Logic Took a Long Time to Refine

We don't want you to think all of these theories of logic happened overnight. Logic and reasoning have evolved over thousands of years. The ideas are still the same, but the methods have been documented and examined. Scientists are now able to take the ideas they have developed and apply them to new computer systems. You may have heard of Artificial Intelligence and fuzzy logic. Computers that use those methods of analysis are doing amazing things.

Back in the beginning, there was a guy in ancient Greece who started writing down a lot of these ideas. His name was Aristotle. He didn't invent this way of thinking; people had been using logic forever. Aristotle was just the first guy to start writing down the ideas and rules of what makes something a logical process.

Syllogistic Reasoning

Aristotle described something called syllogistic reasoning. A syllogism is an argument. Arguments are statements used when you describe things with logic. There are four different types of syllogistic arguments.

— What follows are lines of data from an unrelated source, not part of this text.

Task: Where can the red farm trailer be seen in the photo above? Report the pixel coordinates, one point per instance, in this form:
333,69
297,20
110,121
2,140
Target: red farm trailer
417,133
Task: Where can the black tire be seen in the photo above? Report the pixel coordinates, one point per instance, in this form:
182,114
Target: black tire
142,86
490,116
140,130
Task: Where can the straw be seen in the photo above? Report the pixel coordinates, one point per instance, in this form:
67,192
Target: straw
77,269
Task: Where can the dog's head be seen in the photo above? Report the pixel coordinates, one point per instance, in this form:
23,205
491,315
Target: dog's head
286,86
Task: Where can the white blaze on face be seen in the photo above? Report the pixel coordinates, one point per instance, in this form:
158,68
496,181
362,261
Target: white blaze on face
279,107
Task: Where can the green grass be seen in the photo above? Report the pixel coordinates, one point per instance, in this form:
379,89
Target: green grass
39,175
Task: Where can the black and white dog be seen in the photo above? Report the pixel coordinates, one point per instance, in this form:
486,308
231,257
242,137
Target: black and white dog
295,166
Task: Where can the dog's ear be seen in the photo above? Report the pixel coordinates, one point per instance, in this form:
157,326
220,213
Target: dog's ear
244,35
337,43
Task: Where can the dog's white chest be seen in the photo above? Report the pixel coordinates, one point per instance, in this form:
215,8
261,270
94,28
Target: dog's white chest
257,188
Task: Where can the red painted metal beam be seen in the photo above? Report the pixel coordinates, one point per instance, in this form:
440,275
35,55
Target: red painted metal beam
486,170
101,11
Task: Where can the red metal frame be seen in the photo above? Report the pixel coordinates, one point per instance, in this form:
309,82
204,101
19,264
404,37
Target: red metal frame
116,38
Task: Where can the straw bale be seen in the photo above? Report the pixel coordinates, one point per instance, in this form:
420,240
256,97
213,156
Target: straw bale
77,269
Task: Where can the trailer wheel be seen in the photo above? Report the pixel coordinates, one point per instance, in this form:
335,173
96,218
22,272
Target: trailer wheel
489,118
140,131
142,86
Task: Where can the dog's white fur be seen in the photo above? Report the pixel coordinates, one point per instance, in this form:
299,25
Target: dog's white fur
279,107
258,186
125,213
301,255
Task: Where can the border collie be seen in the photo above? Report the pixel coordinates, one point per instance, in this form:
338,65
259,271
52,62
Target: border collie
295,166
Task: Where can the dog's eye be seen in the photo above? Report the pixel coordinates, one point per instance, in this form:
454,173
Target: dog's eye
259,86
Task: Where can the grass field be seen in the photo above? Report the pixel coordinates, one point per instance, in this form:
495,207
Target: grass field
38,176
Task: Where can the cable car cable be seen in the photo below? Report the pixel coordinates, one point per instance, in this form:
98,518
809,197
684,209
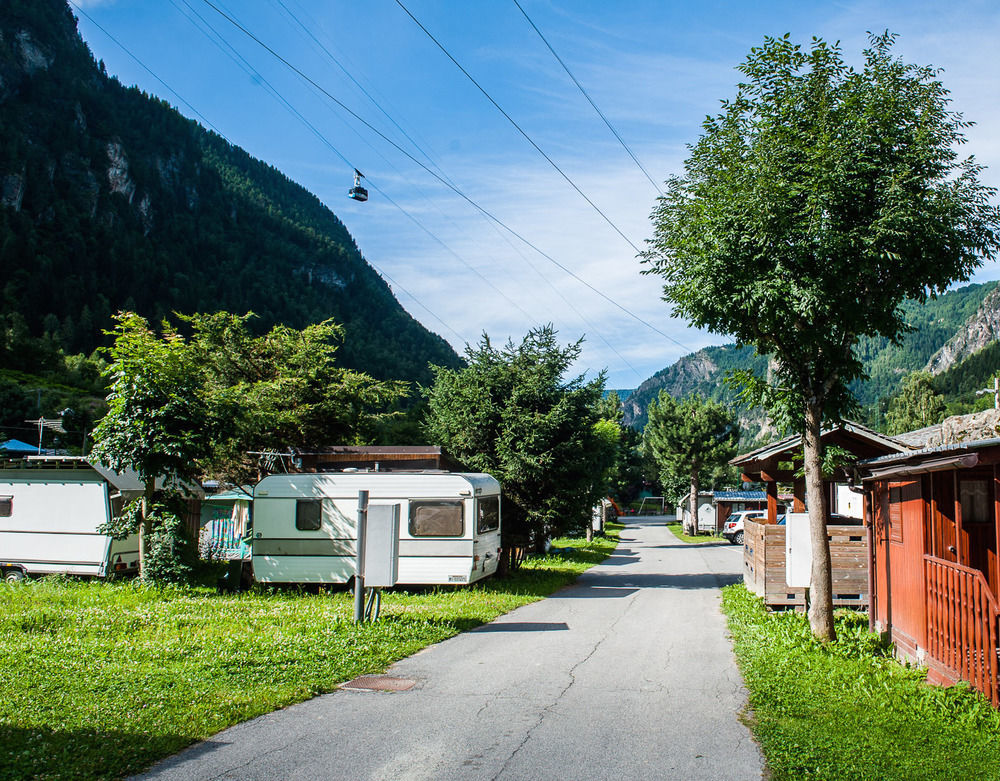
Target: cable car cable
443,181
589,99
223,136
324,140
519,129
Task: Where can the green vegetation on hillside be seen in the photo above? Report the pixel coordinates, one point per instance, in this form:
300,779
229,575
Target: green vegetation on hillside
112,200
102,679
932,324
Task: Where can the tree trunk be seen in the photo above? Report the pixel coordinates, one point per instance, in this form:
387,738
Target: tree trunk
693,506
145,527
821,588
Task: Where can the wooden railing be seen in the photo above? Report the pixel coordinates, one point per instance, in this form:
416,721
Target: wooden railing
962,623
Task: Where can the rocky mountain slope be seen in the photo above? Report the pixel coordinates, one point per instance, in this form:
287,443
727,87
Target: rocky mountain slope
944,332
979,331
110,199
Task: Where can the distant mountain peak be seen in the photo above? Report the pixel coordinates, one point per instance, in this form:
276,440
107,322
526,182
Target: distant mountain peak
980,330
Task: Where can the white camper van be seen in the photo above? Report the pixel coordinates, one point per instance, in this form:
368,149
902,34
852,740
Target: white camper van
50,510
305,525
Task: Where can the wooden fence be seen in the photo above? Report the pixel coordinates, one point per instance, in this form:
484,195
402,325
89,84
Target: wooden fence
764,566
962,623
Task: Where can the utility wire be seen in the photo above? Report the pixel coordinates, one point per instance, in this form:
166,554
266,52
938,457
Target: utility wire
222,135
520,129
443,181
589,99
324,140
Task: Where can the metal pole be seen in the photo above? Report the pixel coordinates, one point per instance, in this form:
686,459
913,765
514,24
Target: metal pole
359,574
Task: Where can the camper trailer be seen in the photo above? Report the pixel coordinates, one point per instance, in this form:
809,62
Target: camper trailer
50,510
305,525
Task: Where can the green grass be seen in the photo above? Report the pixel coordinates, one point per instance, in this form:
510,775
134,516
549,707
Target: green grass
849,711
99,680
678,530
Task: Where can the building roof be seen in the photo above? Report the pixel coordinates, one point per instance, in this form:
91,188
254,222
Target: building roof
17,446
793,443
917,455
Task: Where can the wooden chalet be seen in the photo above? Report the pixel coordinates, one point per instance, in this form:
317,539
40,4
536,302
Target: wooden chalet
764,549
935,521
779,462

(1) All A's are B's (universal affirmative)
(2) No A's are B's (universal negative)
(3) Some A's are B's (particular affirmative)
(4) Some A's are not B's (particular negative)

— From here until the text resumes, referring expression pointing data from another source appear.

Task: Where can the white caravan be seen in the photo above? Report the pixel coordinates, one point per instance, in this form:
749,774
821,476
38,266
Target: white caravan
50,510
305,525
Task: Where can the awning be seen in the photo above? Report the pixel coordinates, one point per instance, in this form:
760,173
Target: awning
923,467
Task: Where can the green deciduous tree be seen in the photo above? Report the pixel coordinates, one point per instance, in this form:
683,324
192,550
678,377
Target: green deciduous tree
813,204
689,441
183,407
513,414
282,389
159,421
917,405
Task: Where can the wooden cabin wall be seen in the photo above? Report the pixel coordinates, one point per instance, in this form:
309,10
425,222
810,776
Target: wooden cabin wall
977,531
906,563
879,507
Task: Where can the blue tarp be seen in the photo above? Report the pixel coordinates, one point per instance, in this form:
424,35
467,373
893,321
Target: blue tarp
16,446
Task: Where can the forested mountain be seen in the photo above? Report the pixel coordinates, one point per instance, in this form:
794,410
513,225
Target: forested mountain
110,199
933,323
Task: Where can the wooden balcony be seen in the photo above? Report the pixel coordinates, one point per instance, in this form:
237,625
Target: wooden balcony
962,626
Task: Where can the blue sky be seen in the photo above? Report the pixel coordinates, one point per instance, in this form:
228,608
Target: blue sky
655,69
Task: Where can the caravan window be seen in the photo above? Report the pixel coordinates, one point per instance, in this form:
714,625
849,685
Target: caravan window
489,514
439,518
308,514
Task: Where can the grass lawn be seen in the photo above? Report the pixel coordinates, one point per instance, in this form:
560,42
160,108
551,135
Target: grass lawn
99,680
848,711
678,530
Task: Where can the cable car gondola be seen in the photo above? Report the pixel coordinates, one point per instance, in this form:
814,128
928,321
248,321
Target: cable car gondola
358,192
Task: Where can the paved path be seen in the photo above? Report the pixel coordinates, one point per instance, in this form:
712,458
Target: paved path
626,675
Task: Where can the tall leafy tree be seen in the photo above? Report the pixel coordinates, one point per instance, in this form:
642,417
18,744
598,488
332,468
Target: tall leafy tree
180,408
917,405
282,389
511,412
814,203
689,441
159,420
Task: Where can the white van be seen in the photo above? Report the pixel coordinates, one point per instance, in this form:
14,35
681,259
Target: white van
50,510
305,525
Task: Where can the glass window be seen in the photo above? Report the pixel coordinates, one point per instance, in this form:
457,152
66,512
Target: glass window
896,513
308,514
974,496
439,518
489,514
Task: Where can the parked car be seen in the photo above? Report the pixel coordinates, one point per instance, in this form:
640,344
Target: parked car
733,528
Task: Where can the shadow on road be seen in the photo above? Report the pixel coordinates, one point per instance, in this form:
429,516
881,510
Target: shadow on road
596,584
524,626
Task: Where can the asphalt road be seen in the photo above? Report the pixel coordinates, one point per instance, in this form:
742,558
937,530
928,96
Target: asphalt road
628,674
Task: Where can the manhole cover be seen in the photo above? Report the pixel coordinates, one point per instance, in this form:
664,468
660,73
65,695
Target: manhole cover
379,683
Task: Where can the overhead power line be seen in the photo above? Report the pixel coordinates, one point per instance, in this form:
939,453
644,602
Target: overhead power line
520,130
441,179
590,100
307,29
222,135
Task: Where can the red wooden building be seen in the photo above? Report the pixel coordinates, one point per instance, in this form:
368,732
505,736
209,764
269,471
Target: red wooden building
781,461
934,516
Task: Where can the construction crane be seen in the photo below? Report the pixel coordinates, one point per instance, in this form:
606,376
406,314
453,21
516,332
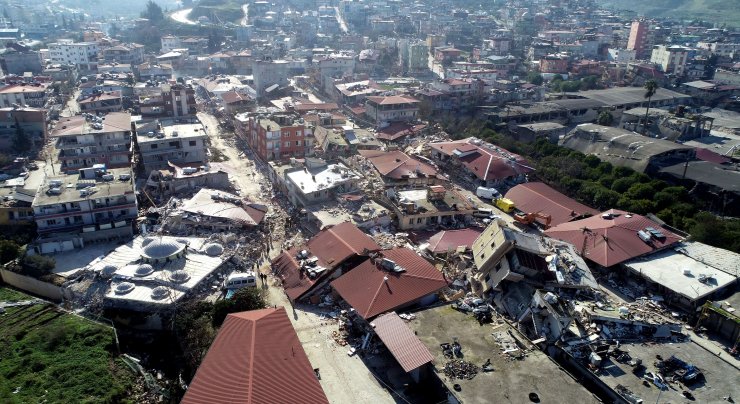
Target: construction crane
529,218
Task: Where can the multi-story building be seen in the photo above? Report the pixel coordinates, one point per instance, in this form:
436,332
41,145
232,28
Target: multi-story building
132,54
391,109
93,204
160,143
640,39
670,58
32,121
16,95
418,57
83,55
269,75
277,137
170,43
88,140
19,60
723,49
153,71
179,100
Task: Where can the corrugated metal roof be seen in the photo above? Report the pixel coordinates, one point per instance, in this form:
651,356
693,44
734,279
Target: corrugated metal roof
534,197
610,241
401,342
486,163
372,290
255,358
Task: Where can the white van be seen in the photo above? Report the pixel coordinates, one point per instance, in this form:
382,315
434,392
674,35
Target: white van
487,193
239,280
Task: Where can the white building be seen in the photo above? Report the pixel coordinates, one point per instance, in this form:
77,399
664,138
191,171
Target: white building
269,75
94,205
170,43
83,55
671,59
310,185
161,143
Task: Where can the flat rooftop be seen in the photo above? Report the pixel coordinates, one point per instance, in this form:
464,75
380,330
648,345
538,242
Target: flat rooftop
313,180
681,274
512,380
72,185
718,373
148,134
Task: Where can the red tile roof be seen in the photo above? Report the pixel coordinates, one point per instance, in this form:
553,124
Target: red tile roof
447,240
326,106
535,197
332,246
392,100
255,358
401,342
608,242
372,290
397,164
486,163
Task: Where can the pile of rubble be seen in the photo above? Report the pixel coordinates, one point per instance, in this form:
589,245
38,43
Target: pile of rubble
389,240
460,369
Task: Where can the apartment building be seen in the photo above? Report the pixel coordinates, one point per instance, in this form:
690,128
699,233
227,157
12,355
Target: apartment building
87,140
24,94
276,137
670,58
132,54
83,55
160,143
31,120
92,204
391,109
179,100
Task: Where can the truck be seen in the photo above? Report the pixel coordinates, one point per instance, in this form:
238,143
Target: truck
487,193
507,205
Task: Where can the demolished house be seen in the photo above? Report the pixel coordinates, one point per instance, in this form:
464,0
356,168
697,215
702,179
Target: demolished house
503,255
215,211
148,274
175,179
305,269
390,281
614,236
432,207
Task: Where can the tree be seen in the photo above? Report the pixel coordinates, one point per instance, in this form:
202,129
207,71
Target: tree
21,142
153,12
605,118
9,250
651,87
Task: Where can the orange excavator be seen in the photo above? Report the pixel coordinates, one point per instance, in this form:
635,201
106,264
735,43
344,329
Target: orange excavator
529,218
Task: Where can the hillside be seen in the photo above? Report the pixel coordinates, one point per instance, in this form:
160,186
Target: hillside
721,11
223,10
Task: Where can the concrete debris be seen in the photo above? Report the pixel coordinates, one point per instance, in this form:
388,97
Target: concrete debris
460,369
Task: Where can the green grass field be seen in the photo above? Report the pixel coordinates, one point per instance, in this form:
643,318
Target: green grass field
47,355
720,11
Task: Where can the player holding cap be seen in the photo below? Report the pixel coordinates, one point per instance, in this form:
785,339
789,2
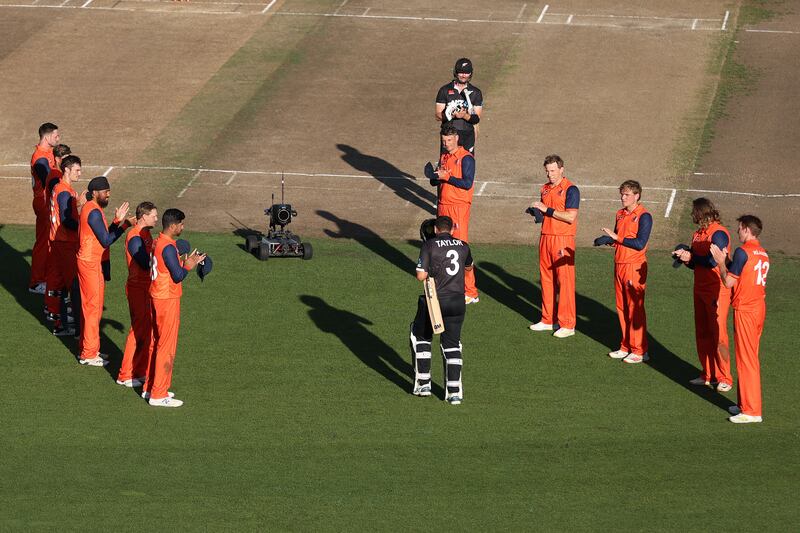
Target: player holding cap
558,205
166,273
747,275
95,237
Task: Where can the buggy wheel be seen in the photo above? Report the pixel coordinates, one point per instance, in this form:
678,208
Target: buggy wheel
251,242
262,251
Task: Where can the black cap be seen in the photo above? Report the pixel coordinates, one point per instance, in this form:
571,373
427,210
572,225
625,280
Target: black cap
100,183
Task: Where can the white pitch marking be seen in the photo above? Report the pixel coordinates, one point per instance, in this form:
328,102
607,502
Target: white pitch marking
272,3
541,15
669,204
180,194
521,11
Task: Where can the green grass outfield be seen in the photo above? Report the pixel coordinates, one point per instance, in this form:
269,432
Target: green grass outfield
298,415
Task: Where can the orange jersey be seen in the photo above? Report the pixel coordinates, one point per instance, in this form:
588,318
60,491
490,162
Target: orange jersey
555,197
627,227
162,287
59,232
750,266
450,194
707,278
137,276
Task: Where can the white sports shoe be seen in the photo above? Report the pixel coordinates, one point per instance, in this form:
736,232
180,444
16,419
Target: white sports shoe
742,418
634,358
563,333
94,361
165,402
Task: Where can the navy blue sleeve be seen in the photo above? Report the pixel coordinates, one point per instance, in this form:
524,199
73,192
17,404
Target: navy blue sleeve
737,263
106,237
65,206
41,168
643,235
573,199
170,257
467,174
139,252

If you look at these statements, they all start with the basic idea that A (a thing) exists. You can't make any of those four statements if A does not exist or is not true.

As logic has evolved, modern logic has changed the first statement to say, "If something is A, then it is also B." It can get a bit confusing. For many scientists, logic is a completely separate branch of science and philosophy. Don't worry if you don't get it from our quick overview. Try this example.

(1) All cats are animals (universal affirmative)
(2) No cats are plants (universal negative)
(3) Some animals are cats (particular affirmative)
(4) Some animals are not cats (particular negative)

Each of these arguments (statements) is true and they all are examples of the four different types of syllogistic arguments.